第257話 護衛ギルド選抜戦2

文字数 4,225文字

 カレンのことはデイビッドに任せて、エミル達は試合会場へと向かう。
 千代にも競技場があり、その規模は大型のドーム球場3つ分に相当するとても大きなものだ――。

 ステージを覆う様に張り巡らされた観客席と、あちらこちらにNPCの営業する屋台などもあり。とても活気に満ちていて、開始までまだ1時間というにも拘わらず。大勢のプレイヤーが闘技場の中に集まっていた。

 同じギルドのメンバーはもちろん。それ以外のプレイヤーの姿も多く、1つのアトラクションとしてこのイベントを楽しみにしているのだろう。
 最近、立て続けに色々な出来事が起きていたこともあり。娯楽というものの、殆どは自主的に避けていたプレイヤー達にとって、今回のこの出し物はとても魅力的であることは言うまでもない。

 メルディウスはそれを見越して、今回の企画を提示したと言いたいところだが、嬉しそうに試合の前のウォーミングアップと言わんばかりに、自慢の得物を振って体を温めている彼からはそんな思惑があったなんて微塵も感じ取ることはできなかった。
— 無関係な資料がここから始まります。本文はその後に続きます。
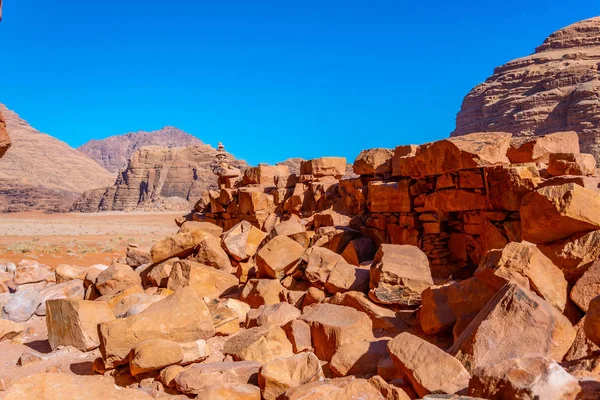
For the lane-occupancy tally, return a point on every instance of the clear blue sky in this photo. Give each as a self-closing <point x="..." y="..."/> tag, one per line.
<point x="271" y="79"/>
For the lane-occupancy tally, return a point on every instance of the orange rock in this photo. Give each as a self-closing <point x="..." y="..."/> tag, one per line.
<point x="324" y="166"/>
<point x="399" y="267"/>
<point x="524" y="378"/>
<point x="279" y="257"/>
<point x="262" y="291"/>
<point x="359" y="358"/>
<point x="516" y="323"/>
<point x="277" y="376"/>
<point x="373" y="161"/>
<point x="204" y="280"/>
<point x="571" y="164"/>
<point x="242" y="241"/>
<point x="442" y="306"/>
<point x="262" y="344"/>
<point x="524" y="264"/>
<point x="389" y="196"/>
<point x="463" y="152"/>
<point x="557" y="212"/>
<point x="540" y="148"/>
<point x="429" y="369"/>
<point x="180" y="317"/>
<point x="332" y="326"/>
<point x="587" y="287"/>
<point x="75" y="322"/>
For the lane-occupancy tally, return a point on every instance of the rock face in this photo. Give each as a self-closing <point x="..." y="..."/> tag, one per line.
<point x="113" y="152"/>
<point x="555" y="89"/>
<point x="41" y="172"/>
<point x="157" y="177"/>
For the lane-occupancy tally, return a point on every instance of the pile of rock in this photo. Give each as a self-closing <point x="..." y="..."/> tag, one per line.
<point x="442" y="269"/>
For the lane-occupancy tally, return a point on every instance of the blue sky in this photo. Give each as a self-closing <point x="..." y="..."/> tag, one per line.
<point x="271" y="79"/>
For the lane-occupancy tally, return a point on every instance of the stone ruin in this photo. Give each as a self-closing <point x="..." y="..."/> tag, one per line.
<point x="463" y="267"/>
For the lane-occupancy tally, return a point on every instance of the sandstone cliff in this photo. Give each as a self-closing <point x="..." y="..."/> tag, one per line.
<point x="41" y="172"/>
<point x="158" y="177"/>
<point x="113" y="152"/>
<point x="555" y="89"/>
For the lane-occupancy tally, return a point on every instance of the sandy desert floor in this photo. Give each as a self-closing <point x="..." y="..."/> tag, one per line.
<point x="78" y="238"/>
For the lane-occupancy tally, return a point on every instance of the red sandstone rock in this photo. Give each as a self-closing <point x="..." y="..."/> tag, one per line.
<point x="557" y="212"/>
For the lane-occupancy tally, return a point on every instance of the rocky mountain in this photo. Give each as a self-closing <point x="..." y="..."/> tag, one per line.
<point x="42" y="172"/>
<point x="113" y="152"/>
<point x="555" y="89"/>
<point x="4" y="139"/>
<point x="158" y="178"/>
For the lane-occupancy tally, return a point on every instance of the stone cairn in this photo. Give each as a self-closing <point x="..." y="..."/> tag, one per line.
<point x="467" y="266"/>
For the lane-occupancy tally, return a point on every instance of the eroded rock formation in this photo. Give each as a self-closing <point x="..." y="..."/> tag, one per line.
<point x="555" y="89"/>
<point x="114" y="152"/>
<point x="157" y="178"/>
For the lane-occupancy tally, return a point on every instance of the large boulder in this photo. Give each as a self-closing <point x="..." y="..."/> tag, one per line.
<point x="524" y="378"/>
<point x="204" y="280"/>
<point x="525" y="264"/>
<point x="52" y="386"/>
<point x="516" y="323"/>
<point x="540" y="148"/>
<point x="429" y="369"/>
<point x="333" y="326"/>
<point x="242" y="240"/>
<point x="464" y="152"/>
<point x="399" y="274"/>
<point x="277" y="376"/>
<point x="75" y="322"/>
<point x="279" y="257"/>
<point x="180" y="317"/>
<point x="557" y="212"/>
<point x="443" y="305"/>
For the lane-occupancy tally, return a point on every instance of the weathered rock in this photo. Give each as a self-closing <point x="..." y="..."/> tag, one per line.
<point x="402" y="267"/>
<point x="591" y="325"/>
<point x="587" y="287"/>
<point x="333" y="326"/>
<point x="262" y="344"/>
<point x="22" y="305"/>
<point x="429" y="369"/>
<point x="516" y="323"/>
<point x="324" y="166"/>
<point x="181" y="317"/>
<point x="279" y="257"/>
<point x="373" y="161"/>
<point x="389" y="197"/>
<point x="574" y="254"/>
<point x="442" y="306"/>
<point x="276" y="376"/>
<point x="464" y="152"/>
<point x="242" y="241"/>
<point x="75" y="322"/>
<point x="117" y="278"/>
<point x="233" y="391"/>
<point x="571" y="164"/>
<point x="179" y="245"/>
<point x="359" y="358"/>
<point x="541" y="148"/>
<point x="197" y="378"/>
<point x="524" y="378"/>
<point x="262" y="291"/>
<point x="272" y="315"/>
<point x="525" y="264"/>
<point x="10" y="329"/>
<point x="204" y="280"/>
<point x="557" y="212"/>
<point x="52" y="386"/>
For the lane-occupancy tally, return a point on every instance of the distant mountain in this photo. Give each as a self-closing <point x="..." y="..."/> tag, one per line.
<point x="42" y="172"/>
<point x="113" y="152"/>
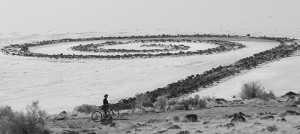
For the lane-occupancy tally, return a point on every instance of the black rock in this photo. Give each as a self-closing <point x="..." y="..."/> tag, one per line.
<point x="175" y="127"/>
<point x="229" y="125"/>
<point x="191" y="117"/>
<point x="267" y="117"/>
<point x="183" y="132"/>
<point x="291" y="112"/>
<point x="238" y="117"/>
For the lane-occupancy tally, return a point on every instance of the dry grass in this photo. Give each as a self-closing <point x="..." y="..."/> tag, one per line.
<point x="255" y="90"/>
<point x="29" y="122"/>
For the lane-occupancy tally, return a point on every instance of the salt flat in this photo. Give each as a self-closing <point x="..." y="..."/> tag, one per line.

 豪快に大斧を振り回しているメルディウスの演舞に、観客達は歓声を上げて喜んでいる。しかし、その大きな歓声も耳に届いていないのか、メルディウスは時折首を傾げる素振りをしながら戦闘前の準備を念入りに行っていた。

 他のギルドマスター達も開始30分を前に、続々とステージの周りに集まり始めた。 
 今回の試合はギルドマスター、サブギルドマスターがタッグを組んで戦う方式。連携の取れているチームが勝ち抜き戦で明日の夜の護衛任務に付けるという重要な試合。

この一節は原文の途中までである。